The President of Egypt, Abdel Fattah el-Sisi, made a surprise visit St. Mark’ Cathedral on the Nativity Feast. WOW.
Egypt’s President Abdel Fattah el-Sisi visited the main Coptic Christian cathedral Tuesday during its Christmas Eve mass (Coptic Christians celebrated Christmas yesterday), “the first such visit by an Egyptian president in history” according to First Things writer Mark Movsesian. “It’s important for the world to see this scene, which reflects true Egyptian unity, and to confirm that we’re all Egyptians, first and foremost. We truly love each other without discrimination, because this is the Egyptian truth,” Sisi told service attenders.
Coptic Pop al-Tawadri thanked Sisi for his visit, calling it “a pleasant surprise and a humanitarian gesture.”

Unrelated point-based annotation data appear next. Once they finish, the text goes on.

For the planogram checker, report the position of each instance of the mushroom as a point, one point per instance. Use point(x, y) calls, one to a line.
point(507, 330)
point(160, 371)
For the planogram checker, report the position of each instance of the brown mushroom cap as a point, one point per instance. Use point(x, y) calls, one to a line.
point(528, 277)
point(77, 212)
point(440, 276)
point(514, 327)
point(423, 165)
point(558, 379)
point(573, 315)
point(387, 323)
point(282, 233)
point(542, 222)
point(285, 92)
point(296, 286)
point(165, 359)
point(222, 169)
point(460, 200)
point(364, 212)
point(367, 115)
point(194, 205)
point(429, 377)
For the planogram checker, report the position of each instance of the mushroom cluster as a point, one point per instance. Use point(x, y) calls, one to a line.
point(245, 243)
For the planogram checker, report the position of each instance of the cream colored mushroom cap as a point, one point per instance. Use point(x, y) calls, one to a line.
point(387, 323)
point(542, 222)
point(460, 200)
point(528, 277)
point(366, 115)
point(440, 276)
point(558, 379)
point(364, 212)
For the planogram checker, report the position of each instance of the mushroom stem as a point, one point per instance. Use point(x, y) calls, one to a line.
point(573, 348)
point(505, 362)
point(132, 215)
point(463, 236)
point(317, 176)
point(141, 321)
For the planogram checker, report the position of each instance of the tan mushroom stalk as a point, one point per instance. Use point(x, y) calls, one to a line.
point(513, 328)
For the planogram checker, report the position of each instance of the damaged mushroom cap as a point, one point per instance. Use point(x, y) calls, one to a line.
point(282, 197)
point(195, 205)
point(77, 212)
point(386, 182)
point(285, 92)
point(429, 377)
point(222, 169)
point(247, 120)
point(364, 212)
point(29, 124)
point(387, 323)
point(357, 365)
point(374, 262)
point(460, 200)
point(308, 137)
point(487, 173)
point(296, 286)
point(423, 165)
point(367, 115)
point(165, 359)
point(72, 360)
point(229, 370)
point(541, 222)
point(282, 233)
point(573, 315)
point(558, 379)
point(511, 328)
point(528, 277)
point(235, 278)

It isn’t the first such gesture that Sisi has made—in a speech celebrating the birth of Mohammed on New Year’s Day, he called on Muslim religious leaders to help fight against extremism: ”I say and repeat, again, that we are in need of a religious revolution,” he said, according to CNN. ”You imams are responsible before Allah. The entire world is waiting on you. … We need a revolution of the self, a revolution of consciousness and ethics to rebuild the Egyptian person—a person that our country will need in the near future.”…
Huge news via Breitbart! On the one hand you have people on Bill O’Reilly defending the Muslim Brotherhood, but the inserted leader of Egypt may be the beginning of what we should hear from leaders in Islamic countries. Again, this is the first leader of an Islamic country who has said publicly that Islam needs to reforms:
One of the most controversial, and yet indisputable, observations that can be made about the current state of global affairs is that Islam has problems with violence and aggression. (That’s not redundant – cultural and political aggression without physical violence are possible, and troublesome.)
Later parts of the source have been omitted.